The third experiment was similar to the second. However, the adult simply gave the neutral response of “Oh, wow” to both remotes. Now the toddler did not choose one remote over the other depending on whether the adult watched. This “control experiment” reveals that the adult’s initial response has an impact on the toddler’s later response to the remotes.
Finally, the fourth experiment used two adults sitting next to one another sharing one remote. One adult smiled and gave the positive response “Yay! The toy moved” when pressing the buttons of the remote. The second adult frowned and said, “Yuck! The toy moved” when pressing the same remote. Now, both adults stepped away to watch the toddler or read a magazine. The toddler played with the remote significantly more often when the adult who gave the positive response was watching.
Think about what the toddlers did in these experiments.
- The toddlers modified their behavior to please the one watching them…but only when the one watching had given a positive response to the toy.
- The toddlers explored the remote that elicited a negative response when the adult was not looking but used the remote that elicited a positive response when the adult was looking.
- The toddlers didn’t change their behavior for the adult who simply gave a neutral or negative response to the remote.
Did you catch the underlying message? Toddlers care about their image, how others perceive them. They modified their behavior in response to the adult watching them and that adult’s enacted values. They wanted that adult to think the best of them. They were concerned with impression management. Let’s apply that impression management to your parenting.
- Children want to please their parents, the adult who interacts with them the most. So, if you want to influence your children, engage them. Interact with them. Let them witness what you like, the values that energize you and the people that bring you joy. They will seek similar behaviors.

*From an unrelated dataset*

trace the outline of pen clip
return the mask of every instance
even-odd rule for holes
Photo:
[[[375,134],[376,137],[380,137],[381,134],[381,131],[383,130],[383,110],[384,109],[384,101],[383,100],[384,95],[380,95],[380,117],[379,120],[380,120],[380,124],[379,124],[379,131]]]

- Children engage in those activities that please their parents, especially when their parents are watching them. Keep an eye on your children. Give them freedom, but build your presence into their lives so they “take you with them” wherever they go.
- On the other hand, children may explore those things they know their parents dislike. The more adamantly a parent expresses dislike in something, the more curious children become. However, a parental neutral response does not elicit the same curiosity (see experiment number three above). So, energetically identify those values and activities you like but use a more neutral, less energetic tone in addressing those values and activities with which you disagree. (Taking Verbal Snapshots can help.)
Our toddlers are invested in impression management. They want you to think highly of them. Use that to help instill positive values and behaviors in your children.